[bug] Token counts on Phoenix inconsistent vs. OpenRouter or model providers
Describe the bug I have some OpenAI-Agents-SDK Agent using OpenRouter & LiteLLM to send (i) streaming and (ii) non-streaming messages to LLM providers (e.g. OpenAI, Anthropic, etc). The token counts for each span are always the same between the LLM providers vs OpenRouter.
But for (i) streaming messages, the token counts on Phoenix are lower for every span vs. LLM providers & OpenRouter.
Is this a bug on Phoenix or is there something wrong with the implementation on my end?
For example, here's an Agent trace with token counts for each span:
This is what the actual token counts were for each span, in the same order:
| tokens_prompt | tokens_completion | tokens_total |
|---|---|---|
| 5325 | 84 | 5409 |
| 9297 | 115 | 9412 |
| 9468 | 161 | 9629 |
The Agent code is like this:
I auto-instrument the tracing with:
- openinference-instrumentation-litellm==0.1.25
- openinference-instrumentation-openai-agents==1.1.0 as I'm practically sending all LLM messages via LiteLLM (but not all via OpenRouter)
I also saw this OpenRouter tracing page, but I think this would create triple-nested spans and triple count the token usage.
Additional context
arize-phoenix-client 1.15.3
arize-phoenix-otel 0.12.1
litellm 1.72.2
openai-agents 0.2.11
openinference-instrumentation 0.1.35
opentelemetry-sdk 1.36.0
Hi @nkim500! I'm Dosu and I’m helping the openinference team.
This isn't a bug in Phoenix itself—Phoenix just reports the token counts it receives from upstream instrumentation via OpenTelemetry spans. For streaming responses, token counting can be tricky: if multiple instrumentations (like LiteLLM and OpenAI) are enabled, they may create nested spans or compete to set token count attributes, which can lead to undercounting or partial counts for streaming messages.

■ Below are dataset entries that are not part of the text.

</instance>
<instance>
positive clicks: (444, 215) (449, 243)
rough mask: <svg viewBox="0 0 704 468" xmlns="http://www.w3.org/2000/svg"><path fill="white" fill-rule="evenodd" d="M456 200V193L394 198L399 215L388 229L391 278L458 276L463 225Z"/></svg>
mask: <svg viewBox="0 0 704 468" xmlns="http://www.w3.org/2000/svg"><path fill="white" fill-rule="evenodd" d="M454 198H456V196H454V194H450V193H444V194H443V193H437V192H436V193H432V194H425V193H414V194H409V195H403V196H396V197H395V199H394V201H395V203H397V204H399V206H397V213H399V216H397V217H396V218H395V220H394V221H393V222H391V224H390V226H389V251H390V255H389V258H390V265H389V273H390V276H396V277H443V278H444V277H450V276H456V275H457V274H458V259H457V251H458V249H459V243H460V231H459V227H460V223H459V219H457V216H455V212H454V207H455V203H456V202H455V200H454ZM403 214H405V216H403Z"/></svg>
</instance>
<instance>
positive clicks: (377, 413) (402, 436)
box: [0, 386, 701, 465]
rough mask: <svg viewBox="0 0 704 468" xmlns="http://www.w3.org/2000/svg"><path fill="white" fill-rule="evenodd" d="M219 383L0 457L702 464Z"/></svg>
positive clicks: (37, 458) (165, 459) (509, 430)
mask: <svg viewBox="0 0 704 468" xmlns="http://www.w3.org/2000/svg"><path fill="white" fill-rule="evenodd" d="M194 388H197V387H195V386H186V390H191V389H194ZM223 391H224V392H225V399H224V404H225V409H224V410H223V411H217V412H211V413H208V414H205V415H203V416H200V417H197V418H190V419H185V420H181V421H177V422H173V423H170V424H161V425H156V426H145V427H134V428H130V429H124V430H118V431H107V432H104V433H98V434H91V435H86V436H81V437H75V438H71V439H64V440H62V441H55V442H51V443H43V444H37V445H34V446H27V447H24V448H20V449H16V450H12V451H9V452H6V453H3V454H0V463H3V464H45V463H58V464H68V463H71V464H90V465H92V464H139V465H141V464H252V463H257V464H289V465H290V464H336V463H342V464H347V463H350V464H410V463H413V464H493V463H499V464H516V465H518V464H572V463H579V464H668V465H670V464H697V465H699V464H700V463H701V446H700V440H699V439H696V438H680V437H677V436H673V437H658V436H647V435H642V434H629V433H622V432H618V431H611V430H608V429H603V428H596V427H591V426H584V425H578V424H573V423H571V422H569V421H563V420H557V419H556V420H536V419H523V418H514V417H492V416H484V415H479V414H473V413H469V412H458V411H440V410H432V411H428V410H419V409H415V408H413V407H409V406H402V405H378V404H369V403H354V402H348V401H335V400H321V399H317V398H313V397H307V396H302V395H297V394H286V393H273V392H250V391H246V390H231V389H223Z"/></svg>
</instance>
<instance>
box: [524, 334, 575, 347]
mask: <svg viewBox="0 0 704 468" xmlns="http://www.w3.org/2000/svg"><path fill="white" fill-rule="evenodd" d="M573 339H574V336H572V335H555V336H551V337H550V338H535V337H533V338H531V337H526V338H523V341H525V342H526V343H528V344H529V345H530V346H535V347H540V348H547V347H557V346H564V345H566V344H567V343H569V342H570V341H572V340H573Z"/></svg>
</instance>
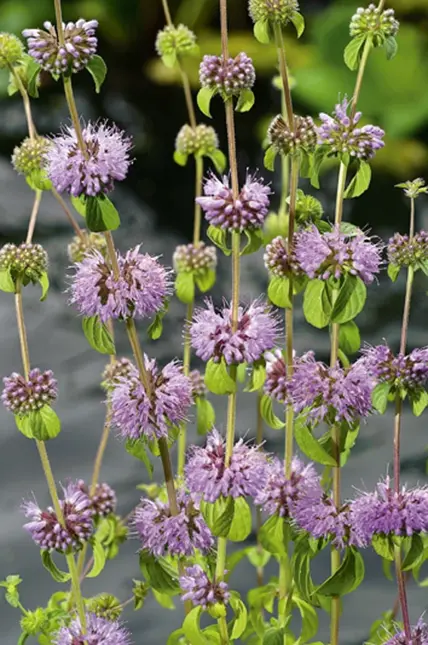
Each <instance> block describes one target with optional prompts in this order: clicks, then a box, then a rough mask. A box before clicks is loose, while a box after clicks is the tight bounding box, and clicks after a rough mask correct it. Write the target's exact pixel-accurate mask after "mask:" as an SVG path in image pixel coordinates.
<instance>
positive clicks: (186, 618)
mask: <svg viewBox="0 0 428 645" xmlns="http://www.w3.org/2000/svg"><path fill="white" fill-rule="evenodd" d="M201 613H202V607H194V608H193V609H192V610H191V611H190V612H189V613H188V614H187V616H186V618H185V619H184V622H183V632H184V635H185V637H186V638H187V640H188V642H189V643H192V645H208V641H207V639H206V638H205V636H204V635H203V633H202V631H201V626H200V624H199V621H200V618H201Z"/></svg>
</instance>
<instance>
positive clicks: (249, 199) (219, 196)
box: [196, 174, 271, 231]
mask: <svg viewBox="0 0 428 645" xmlns="http://www.w3.org/2000/svg"><path fill="white" fill-rule="evenodd" d="M270 193H271V189H270V188H269V186H266V185H265V184H264V183H263V182H262V181H261V180H260V179H256V178H255V177H254V176H251V175H248V176H247V179H246V181H245V184H244V185H243V187H242V189H241V192H240V193H239V197H238V199H236V200H235V199H234V198H233V192H232V189H231V187H230V182H229V178H228V177H226V176H225V177H223V180H222V181H221V180H220V179H218V177H216V176H215V175H214V174H212V175H211V176H210V177H209V178H208V179H207V180H206V181H205V184H204V197H198V198H197V199H196V201H197V202H198V204H199V205H200V206H201V207H202V210H203V211H204V213H205V218H206V220H207V221H208V222H209V223H210V224H212V225H213V226H219V227H220V228H223V229H225V230H227V231H245V230H253V229H257V228H261V227H262V226H263V223H264V221H265V219H266V216H267V214H268V211H269V195H270Z"/></svg>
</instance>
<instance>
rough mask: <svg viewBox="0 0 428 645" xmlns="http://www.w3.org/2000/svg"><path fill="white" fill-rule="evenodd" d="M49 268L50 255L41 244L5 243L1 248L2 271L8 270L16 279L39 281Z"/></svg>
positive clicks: (0, 270)
mask: <svg viewBox="0 0 428 645" xmlns="http://www.w3.org/2000/svg"><path fill="white" fill-rule="evenodd" d="M47 268H48V255H47V253H46V251H45V250H44V248H43V247H42V246H40V244H26V243H23V244H20V245H19V246H15V244H5V245H4V246H3V248H2V249H0V271H5V270H6V271H7V270H8V271H9V272H10V274H11V276H12V279H13V280H14V281H16V279H17V278H22V279H23V282H24V284H28V282H29V281H31V282H37V281H38V280H39V279H40V278H41V276H42V274H43V273H45V272H46V271H47Z"/></svg>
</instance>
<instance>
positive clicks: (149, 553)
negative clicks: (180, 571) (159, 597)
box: [140, 551, 180, 595]
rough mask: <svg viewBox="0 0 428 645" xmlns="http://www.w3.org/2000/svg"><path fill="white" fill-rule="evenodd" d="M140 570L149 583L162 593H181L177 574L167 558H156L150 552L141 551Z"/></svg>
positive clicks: (154, 588)
mask: <svg viewBox="0 0 428 645" xmlns="http://www.w3.org/2000/svg"><path fill="white" fill-rule="evenodd" d="M140 569H141V572H142V574H143V576H144V577H145V578H146V580H147V582H148V583H149V584H150V585H151V587H153V589H156V591H160V592H161V593H167V594H169V595H174V594H176V593H178V592H179V590H180V587H179V584H178V577H177V572H176V571H175V569H174V568H173V567H172V566H171V565H170V564H168V562H167V561H166V560H165V558H155V557H154V556H153V555H152V554H151V553H149V552H148V551H140Z"/></svg>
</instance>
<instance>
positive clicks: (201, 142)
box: [175, 123, 218, 155]
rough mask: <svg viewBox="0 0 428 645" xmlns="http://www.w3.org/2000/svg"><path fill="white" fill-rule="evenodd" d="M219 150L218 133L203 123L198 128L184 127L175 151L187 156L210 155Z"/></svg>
mask: <svg viewBox="0 0 428 645" xmlns="http://www.w3.org/2000/svg"><path fill="white" fill-rule="evenodd" d="M217 148H218V137H217V133H216V131H215V130H214V128H212V127H211V126H209V125H205V124H203V123H202V124H200V125H197V126H196V128H192V127H191V126H190V125H183V127H182V128H181V130H180V132H179V133H178V135H177V138H176V140H175V149H176V150H177V152H180V153H181V154H185V155H210V154H212V153H213V152H214V150H216V149H217Z"/></svg>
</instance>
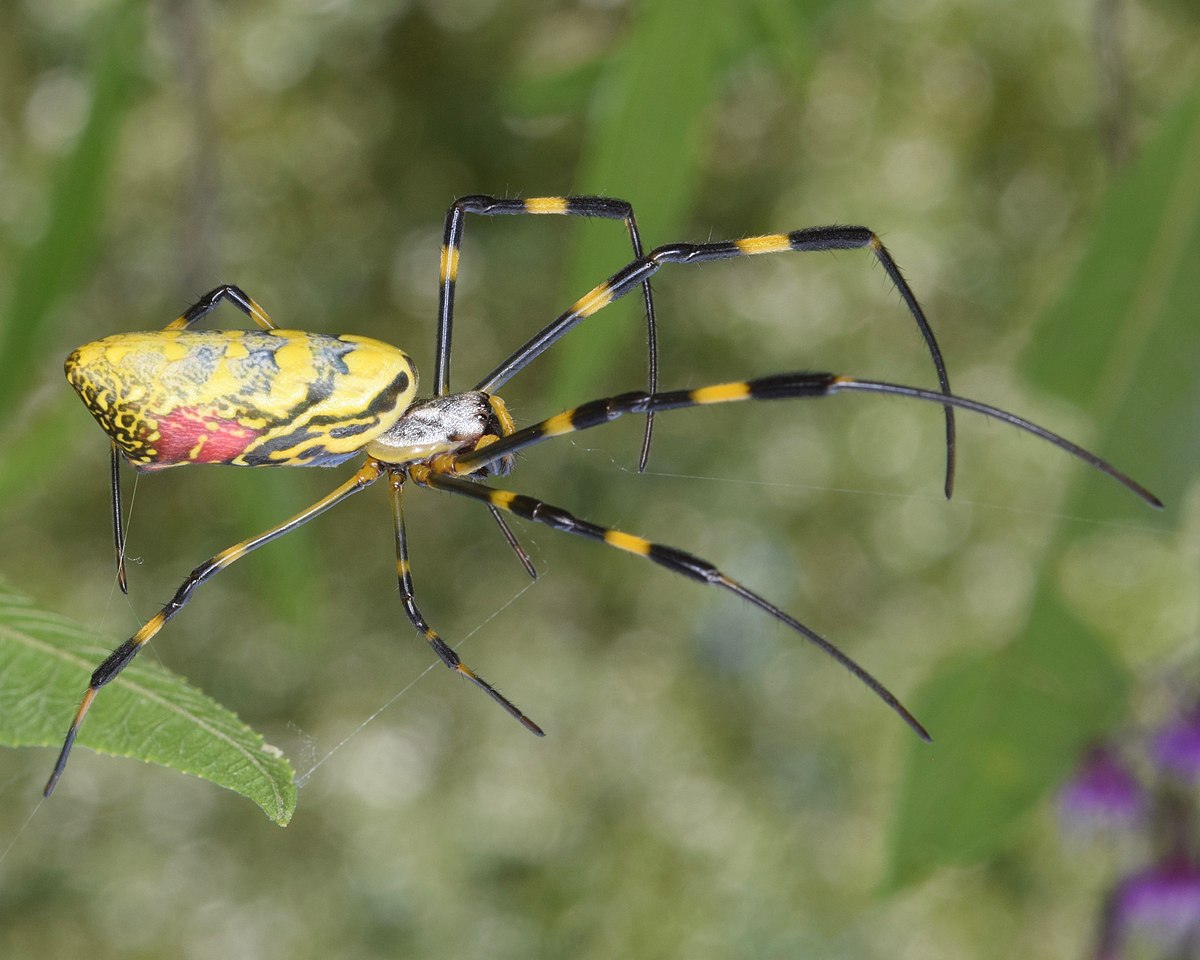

The LiteLLM instrumentation is designed to aggregate streamed tokens and set the correct counts on the span, but this only works if the usage attribute is present and propagated correctly by the provider and instrumentation layer.
Best practice is to use only one instrumentation for LLM calls (e.g., LiteLLM or OpenAI, but not both) to avoid nested or conflicting spans and ensure accurate token counts. Issues with lower token counts in Phoenix for streaming are almost always due to how the upstream instrumentation collects and attributes token usage, not Phoenix's aggregation logic. For more details, see this relevant issue and the LiteLLM instrumentation code.
To reply, just mention @dosu.
How did I do? Good | Irrelevant | Incorrect | Verbose | Hallucination | Report 🐛 | Other
Thanks, but to be clear, this undercounting for streaming messages still happens even after removing:
- openinference-instrumentation-litellm==0.1.25
This is a known limitation with streaming: the OpenAI (and compatible) APIs do not return token usage data in streaming responses unless you explicitly request it with parameters like stream_options={"include_usage": True}. If your agent or LLM client doesn't pass this parameter, the instrumentation (including openinference-instrumentation-openai-agents) never receives token usage info and can't record accurate counts for Phoenix. This is not a Phoenix bug, but a gap in what the upstream client provides during streaming—so even with only openai-agents instrumentation, undercounting will persist unless the client is updated to request usage data in streaming mode. There is currently no workaround in OpenInference or Phoenix to estimate tokens if the provider doesn't supply them in the response. For more details, see this discussion and this explanation.
If you need accurate token counts for streaming, check if your LLM client or agent supports passing the include_usage flag (or equivalent) for streaming requests. If not, you may need to use non-streaming mode or monitor for upstream updates that add this support.
To reply, just mention @dosu.
How did I do? Good | Irrelevant | Incorrect | Verbose | Hallucination | Report 🐛 | Other
HI @nkim500! Thanks for filing -- do you mind pasting in a code snippet so we can try to fully reproduce your example? Thanks!
Hi @nate-mar @nkim500 This turned out to be a LiteLLM-side issue, not Phoenix. For streaming calls, LiteLLM wasn’t propagating token usage to the spans consumed by OpenAI-Agents/OpenInference, so Phoenix showed lower token counts than providers/OpenRouter. Non-streaming was unaffected.
Yes, you’ll still see undercounting without the LiteLLM instrumentor because the OpenAI-Agents SDK doesn’t populate usage on streaming generations. Without openinference-instrumentation-litellm intercepting the stream and injecting usage from the final chunk, Phoenix receives no token totals for those spans, so counts look low.